Revisan la sentencia a un joven de Alto Verde por un homicidio con exceso en la legítima defensa

medicina

Brian Carlevaris fue condenado en primera instancia a tres años de prisión en suspenso. El tribunal consideró que la muerte de “Coto” Román se trató de un homicidio con exceso en la legítima defensa. Fiscalía y defensa apelaron el fallo.


Un joven albañil y pescador de Alto Verde fue condenado en el mes de diciembre de 2018 a tres años de prisión en suspenso por haber disparado contra la humanidad de Oscar Román, el 22 de junio de 2014.

Mientras que para los fiscales de homicidios se trató de un ataque intencional para asesinar a Román, para los defensores se trató de un hecho de legítima defensa. Román habría intentado disparar antes contra Carlevaris, este logró arrebatarle el arma y lo atacó para salvar su vida.

El tribunal de juicio entendió que se trató de un homicidio con exceso en la legítima defensa, ya que Carlevaris efectuó dos disparos contra Román. El primero de ellos lo dejó herido de gravedad, por lo que el segundo era innecesario para asegurarse su integridad.

Carlevaris fue condenado a tres años de prisión en suspenso y debió abandonar Alto Verde, ya que allí residen todos los familiares del infortunado Román.

Leer más ► Lo condenaron por homicidio con exceso de legítima defensa y seguirá libre

homicidio

Las dos partes apelaron la resolución del juicio y expusieron los agravios en la audiencia desarrollada en la Cámara de Apelaciones frente al tribunal conformado por los jueces Marta Feijoo (presidente) Roberto Prieu Mantaras y Fernando Gentile Bersano.

Al momento de admitirse el recurso de apelación, los camaristas avalaron también la producción de una prueba solicitada por la defensa, que no fue realizada en el debate oral de baja instancia.

Primero se exhibieron a tres testigos tres revólveres.

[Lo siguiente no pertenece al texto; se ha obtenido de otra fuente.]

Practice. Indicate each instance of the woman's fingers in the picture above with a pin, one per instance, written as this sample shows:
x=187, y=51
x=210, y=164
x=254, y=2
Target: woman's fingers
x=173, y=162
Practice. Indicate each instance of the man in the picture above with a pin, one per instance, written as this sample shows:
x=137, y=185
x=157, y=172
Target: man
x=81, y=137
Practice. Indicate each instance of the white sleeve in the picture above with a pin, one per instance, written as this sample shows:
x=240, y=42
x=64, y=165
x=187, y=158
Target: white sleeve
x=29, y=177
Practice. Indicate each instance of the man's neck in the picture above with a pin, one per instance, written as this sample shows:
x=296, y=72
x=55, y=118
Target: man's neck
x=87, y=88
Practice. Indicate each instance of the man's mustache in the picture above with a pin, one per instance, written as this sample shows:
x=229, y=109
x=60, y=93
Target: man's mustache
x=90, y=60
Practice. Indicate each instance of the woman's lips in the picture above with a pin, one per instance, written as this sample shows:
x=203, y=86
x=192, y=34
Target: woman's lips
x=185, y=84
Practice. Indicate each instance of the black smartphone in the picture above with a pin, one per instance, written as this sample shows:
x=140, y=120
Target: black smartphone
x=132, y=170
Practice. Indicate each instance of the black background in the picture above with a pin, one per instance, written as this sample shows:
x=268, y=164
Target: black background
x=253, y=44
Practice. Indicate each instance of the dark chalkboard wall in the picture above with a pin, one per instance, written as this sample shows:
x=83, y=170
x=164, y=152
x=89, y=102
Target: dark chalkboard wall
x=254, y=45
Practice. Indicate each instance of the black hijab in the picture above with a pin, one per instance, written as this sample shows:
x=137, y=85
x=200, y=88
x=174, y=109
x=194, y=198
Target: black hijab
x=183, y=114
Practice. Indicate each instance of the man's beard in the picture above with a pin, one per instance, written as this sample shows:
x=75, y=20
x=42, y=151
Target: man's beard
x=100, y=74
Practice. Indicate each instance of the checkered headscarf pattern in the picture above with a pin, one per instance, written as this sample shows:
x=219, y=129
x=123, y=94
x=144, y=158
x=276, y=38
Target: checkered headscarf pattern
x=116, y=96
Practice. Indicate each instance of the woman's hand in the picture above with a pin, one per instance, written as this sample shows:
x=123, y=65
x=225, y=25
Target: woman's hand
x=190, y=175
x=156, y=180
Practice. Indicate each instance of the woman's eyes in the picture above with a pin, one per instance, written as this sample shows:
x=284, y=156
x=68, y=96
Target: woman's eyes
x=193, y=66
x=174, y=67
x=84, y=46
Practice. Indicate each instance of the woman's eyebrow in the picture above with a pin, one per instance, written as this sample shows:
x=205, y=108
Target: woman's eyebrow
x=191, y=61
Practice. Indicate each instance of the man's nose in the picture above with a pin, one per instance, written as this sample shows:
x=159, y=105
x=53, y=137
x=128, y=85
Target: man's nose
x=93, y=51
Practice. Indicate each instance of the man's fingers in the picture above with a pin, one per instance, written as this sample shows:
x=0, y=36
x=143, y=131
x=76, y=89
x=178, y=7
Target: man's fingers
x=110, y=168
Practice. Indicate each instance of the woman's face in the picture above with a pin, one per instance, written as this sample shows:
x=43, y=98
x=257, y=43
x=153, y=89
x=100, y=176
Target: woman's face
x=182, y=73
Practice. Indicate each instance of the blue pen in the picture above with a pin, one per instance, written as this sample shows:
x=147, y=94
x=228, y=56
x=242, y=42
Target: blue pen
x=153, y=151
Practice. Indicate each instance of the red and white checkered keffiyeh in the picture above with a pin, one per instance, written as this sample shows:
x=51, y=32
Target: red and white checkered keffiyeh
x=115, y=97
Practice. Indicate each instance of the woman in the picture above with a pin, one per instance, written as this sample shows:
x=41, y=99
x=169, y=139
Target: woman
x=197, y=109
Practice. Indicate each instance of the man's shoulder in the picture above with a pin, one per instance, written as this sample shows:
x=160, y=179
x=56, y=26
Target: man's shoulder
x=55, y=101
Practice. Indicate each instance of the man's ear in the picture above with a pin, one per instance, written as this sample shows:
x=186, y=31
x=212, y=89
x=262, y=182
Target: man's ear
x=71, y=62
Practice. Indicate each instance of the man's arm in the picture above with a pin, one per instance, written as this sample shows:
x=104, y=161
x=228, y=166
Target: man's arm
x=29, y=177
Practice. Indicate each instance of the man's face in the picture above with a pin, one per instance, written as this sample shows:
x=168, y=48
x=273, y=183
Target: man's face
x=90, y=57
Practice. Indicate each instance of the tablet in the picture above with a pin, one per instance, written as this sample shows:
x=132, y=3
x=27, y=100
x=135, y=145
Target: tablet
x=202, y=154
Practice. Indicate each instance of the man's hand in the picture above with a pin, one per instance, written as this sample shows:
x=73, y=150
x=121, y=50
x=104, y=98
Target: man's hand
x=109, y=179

Cada uno de ellos (la madre del imputado, el padrastro y una persona conocida) reconocieron la misma arma. Según expresaron, Román “siempre andaba con ese revólver, y después el hermano”.

 

“No se puede matar a un muerto”

Tras realizarse el acto de reconocimiento comenzaron los agravios de las partes. Primero hizo uso de la palabra la defensa. Martín Risso Patrón cuestionó que el tribunal haya condenado por un delito que no fue atribuido por la fiscalía, ni presentado como oposición por la defensa. “No pudimos ejercer la defensa de un hecho no atribuido” cuestionó el letrado.

A continuación leyó un párrafo de la sentencia en la cual los magistrados de primera instancia entienden que se trató de un exceso en la legítima defensa porque el primer disparo efectuado por Carlevaris ya había herido de gravedad a Román. “Nuestro defendido no tenía la autopsia para saber cuán herido estaba Román. Tampoco posibilidad de ver dónde le había impactado el disparo. Además, si fue el primer disparo el que ocasionó la muerte, el segundo no puede haberlo herido más” insistió Risso Patrón.

 

“Román no estaba armado”

A su turno los fiscales de homicidios Andrés Marchi y Cristina Ferraro rechazaron lo manifestado por los defensores, y solicitaron que se declare inválido el acto de reconocimiento del arma de fuego. Según expresaron, el arma no fue introducida como prueba al debate según establece el código, por lo que no puede tomarse como evidencia.

A continuación insistieron con que la condena que corresponde aplicar a Carlevaris es de 20 años de prisión por el delito de homicidio doloso calificado. “No se juzgó si Román generalmente usaba armas. Esa noche, Román no estaba armado” insistió Marchi.

El fiscal cuestionó también quienes fueron los testigos que colocaron el arma de fuego en manos de la víctima, todos allegados al imputado. En relación al reconocimiento del arma, Marchi precisó que dos de ellos no estuvieron en el momento del homicidio, y que la otra persona manifestó que “la familia Román” tenía un arma de fuego.